Missing exhaust clamp

The heater exhaust clamp was missing, possibly after having corroded and fallen off

Maybe the manufacturers of these products could take an idea from the Defence & Aerospace Industry: Where threaded fasteners are used to secure an item, these are often of the ‘captive’ variety. This means that when the screw is un-fastened, it won’t fall out and disappear inside the aircraft, submarine, or in the case of boat heaters, into the bottom of a wet, dark bilge. Judging by the quality of some of the non-stainless steel hose clamps that I have seen on heater exhaust pipes, I can only assume that the Fitter has lost the original pipe clamp in the vessel’s bilge, or in the back of his van, and has simply fitted an inferior equivalent clamp. If the original clamps were integral to the heater unit and the skin fitting, there would be no chance of these crucial items going missing and this would reduce the likelihood of poor quality clamps being used in their place. These would cost more to manufacture, but it would be justifiable in passing this cost on to the consumer as the durability and security of these clamps is of significant importance when ensuring that the heater units remain safe throughout their life.

Heater exhaust clamp

This exhaust pipe was secured to the skin fitting of the transom by a carbon steel hose clamp. When found, the band of this clamp was almost entirely wasted

Scorched insulation next to lagged heater exhaust pipe

This lagged heater exhaust pipe was routed too close to the sound insulation of the vessel's engine compartment and had nearly burnt through to the GRP moulding of the saloon sole.
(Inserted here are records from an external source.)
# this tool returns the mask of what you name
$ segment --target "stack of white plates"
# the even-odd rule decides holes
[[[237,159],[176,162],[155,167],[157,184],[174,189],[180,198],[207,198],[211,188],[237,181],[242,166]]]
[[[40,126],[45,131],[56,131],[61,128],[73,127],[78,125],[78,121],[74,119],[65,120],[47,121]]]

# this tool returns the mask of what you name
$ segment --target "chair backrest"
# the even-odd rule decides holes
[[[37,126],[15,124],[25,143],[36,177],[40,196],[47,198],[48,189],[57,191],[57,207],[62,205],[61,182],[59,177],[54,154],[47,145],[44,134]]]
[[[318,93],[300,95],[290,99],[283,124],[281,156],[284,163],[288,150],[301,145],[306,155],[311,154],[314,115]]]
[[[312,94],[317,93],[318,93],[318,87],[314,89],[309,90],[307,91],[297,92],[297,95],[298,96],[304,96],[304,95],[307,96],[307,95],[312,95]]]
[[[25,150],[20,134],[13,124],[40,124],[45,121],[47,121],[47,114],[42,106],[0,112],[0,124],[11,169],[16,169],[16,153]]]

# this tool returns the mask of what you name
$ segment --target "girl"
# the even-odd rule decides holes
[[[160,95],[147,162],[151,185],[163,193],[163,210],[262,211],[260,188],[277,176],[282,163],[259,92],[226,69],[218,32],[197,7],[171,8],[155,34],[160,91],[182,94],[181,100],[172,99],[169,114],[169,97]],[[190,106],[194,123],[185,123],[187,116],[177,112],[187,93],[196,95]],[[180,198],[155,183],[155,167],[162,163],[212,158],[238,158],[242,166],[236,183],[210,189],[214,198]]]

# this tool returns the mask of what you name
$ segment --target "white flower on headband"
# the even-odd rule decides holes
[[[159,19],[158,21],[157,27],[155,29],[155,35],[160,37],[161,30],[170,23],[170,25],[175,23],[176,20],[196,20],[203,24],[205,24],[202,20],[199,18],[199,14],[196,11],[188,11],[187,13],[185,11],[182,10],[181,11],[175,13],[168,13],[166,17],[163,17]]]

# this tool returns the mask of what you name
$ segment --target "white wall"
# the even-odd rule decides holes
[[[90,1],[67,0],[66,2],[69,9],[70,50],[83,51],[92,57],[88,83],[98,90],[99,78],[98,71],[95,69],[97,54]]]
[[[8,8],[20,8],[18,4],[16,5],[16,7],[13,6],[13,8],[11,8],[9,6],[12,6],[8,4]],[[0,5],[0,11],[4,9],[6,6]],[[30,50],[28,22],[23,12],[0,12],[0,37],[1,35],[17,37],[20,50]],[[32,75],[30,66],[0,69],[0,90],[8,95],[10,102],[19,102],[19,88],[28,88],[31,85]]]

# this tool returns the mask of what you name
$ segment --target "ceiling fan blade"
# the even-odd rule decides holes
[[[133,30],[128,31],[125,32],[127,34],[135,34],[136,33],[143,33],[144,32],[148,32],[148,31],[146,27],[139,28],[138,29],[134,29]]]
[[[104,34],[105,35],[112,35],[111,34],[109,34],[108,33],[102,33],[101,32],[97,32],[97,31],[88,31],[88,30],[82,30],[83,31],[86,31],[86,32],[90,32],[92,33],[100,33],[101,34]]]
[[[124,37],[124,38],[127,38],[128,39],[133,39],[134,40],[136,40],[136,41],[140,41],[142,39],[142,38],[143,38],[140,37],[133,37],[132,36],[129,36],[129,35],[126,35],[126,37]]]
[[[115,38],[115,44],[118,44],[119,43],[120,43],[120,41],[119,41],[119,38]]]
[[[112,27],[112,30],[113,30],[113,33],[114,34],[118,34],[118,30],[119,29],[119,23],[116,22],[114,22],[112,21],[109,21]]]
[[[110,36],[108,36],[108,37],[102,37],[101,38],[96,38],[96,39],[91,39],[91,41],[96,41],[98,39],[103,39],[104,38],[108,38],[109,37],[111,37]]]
The vessel was built in 2013, therefore you would expect the heater to have been installed according to modern safety standards

Whether my survey inspection finds the heater unit to be well installed or poorly installed, I always recommend that the vessel is fitted with one or two Carbon Monoxide alarms. These units are a potential life saver, but they are no substitute for a correctly installed and well maintained fuel-burning heater unit.